Paul-François Paoli dénonce "une banalisation de la vulgarité"
"Au 19e siècle, des gens opposés idéologiquement, comme Marcel Proust et Charles Maurras, s’écrivaient, ils se parlaient. Aujourd’hui, ce que nous voyons, c’est une sorte de banalisation de la vulgarité, banalisation de l’insulte, banalisation de l’injure sur les réseaux sociaux. C’est une violence verbale qui se diffuse partout. Et en même temps, on nous rebat les oreilles avec une exhortation au vivre-ensemble", a déploré le journaliste Paul-François Paoli au micro d’André Bercoff.
Rappelons-nous la violence des pamphlétaires du 19e et du début du 20e siècle : Léon Bloy, Zo d’Axa… Il y avait une culture de violence rhétorique, mais ça n’avait rien à voir avec la violence des injures sur les réseaux sociaux aujourd’hui.
Une diffusion de la haine, les querelles intellectuelles en moins
Autre exemple : George Steiner, victime du nazisme, et Lucien Rebatet, idéologue du collaborationnisme radical, un national-socialiste. Rebatet était admiratif de la prose de Steiner, son livre Tolstoï ou Dostoïevski l’a particulièrement intéressé. Et ils se sont rencontrés et se sont parlé de littérature, malgré leurs divergences irréconciliables. Pour Paul-François Paoli, "cela montre à quel point le langage et la parole pouvaient rapprocher les hommes les plus opposés idéologiquement".
"Mais ce débat est aujourd’hui dépassé. Aujourd’hui on a une diffusion de la haine, sans les grandes querelles qui ont émaillé le 20e siècle", a estimé Paul-François Paoli. "Quand vous voyez la querelle entre Jean-Luc Mélenchon et Edwy Plenel, vous avez une illustration de la fraternité républicaine extraordinaire", a-t-il plaisanté au micro d’André Bercoff.
Pour Paul-François Paoli, les partis de gauche "ne représentent plus grand-chose"
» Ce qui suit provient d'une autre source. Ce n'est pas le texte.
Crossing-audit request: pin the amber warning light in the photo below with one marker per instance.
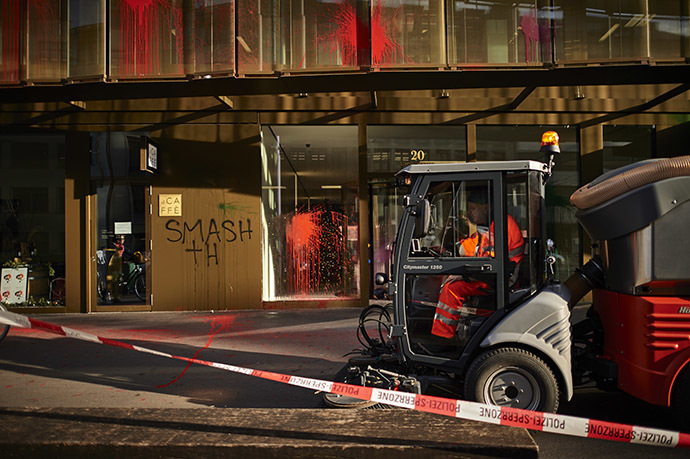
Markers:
(549, 142)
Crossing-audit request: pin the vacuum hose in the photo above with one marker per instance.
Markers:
(584, 279)
(622, 180)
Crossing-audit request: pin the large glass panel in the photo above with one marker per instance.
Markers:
(407, 33)
(668, 29)
(600, 29)
(47, 40)
(121, 201)
(86, 38)
(625, 145)
(498, 32)
(10, 40)
(146, 38)
(501, 143)
(310, 215)
(32, 219)
(214, 36)
(302, 35)
(390, 148)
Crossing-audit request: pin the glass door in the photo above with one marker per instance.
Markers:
(122, 195)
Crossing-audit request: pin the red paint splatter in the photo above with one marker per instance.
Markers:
(146, 26)
(316, 247)
(218, 324)
(351, 39)
(44, 39)
(214, 35)
(384, 48)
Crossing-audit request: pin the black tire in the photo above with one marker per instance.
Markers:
(512, 377)
(140, 287)
(680, 399)
(343, 401)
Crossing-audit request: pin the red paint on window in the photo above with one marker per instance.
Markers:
(316, 251)
(146, 28)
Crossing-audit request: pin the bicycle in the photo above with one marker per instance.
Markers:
(132, 281)
(4, 329)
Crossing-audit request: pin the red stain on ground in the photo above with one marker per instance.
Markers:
(218, 324)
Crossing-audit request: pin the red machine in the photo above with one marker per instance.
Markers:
(637, 334)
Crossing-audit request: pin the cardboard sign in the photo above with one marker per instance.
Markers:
(14, 284)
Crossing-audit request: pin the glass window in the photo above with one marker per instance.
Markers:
(86, 38)
(310, 214)
(668, 29)
(407, 33)
(47, 40)
(498, 32)
(32, 214)
(390, 148)
(500, 143)
(625, 145)
(311, 34)
(146, 38)
(257, 26)
(214, 36)
(600, 29)
(10, 40)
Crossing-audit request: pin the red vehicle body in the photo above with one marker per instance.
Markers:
(649, 340)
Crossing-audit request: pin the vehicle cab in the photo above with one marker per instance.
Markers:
(479, 225)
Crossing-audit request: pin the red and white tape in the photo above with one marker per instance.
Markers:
(547, 422)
Au cours de cet entretien avec André Bercoff, Paul-François Paoli est également revenu sur ce qu’il voit comme étant le déclin de la gauche. "La gauche a capitalisé un magistère extraordinaire depuis la Libération en 1945, et aujourd’hui elle a perdu ce magistère, et c’est une sorte de désert qui a pris la place. La droite, qui devait être une sorte de camp conservateur, n’a pas été capable d’offrir une alternative intellectuelle substantielle, consistante. Elle a opposé une fin de non-recevoir à tous les grands penseurs qui venaient de la gauche : c’est le magistère de Jean-Paul Sartre jusqu’en 1960, et depuis 1960 c’est le magistère de Michel Foucault", nous a raconté Paul-François Paoli.
"Aujourd’hui à gauche, il y a des chamailleries entre des partis qui ne représentent plus grand-chose. Il y a un désert intellectuel, il y a un pouvoir à prendre, et la droite est incapable de prendre ce pouvoir. Même quand il y a des gens brillants, on a l’impression qu’il y a une inhibition qui règne", a-t-il estimé.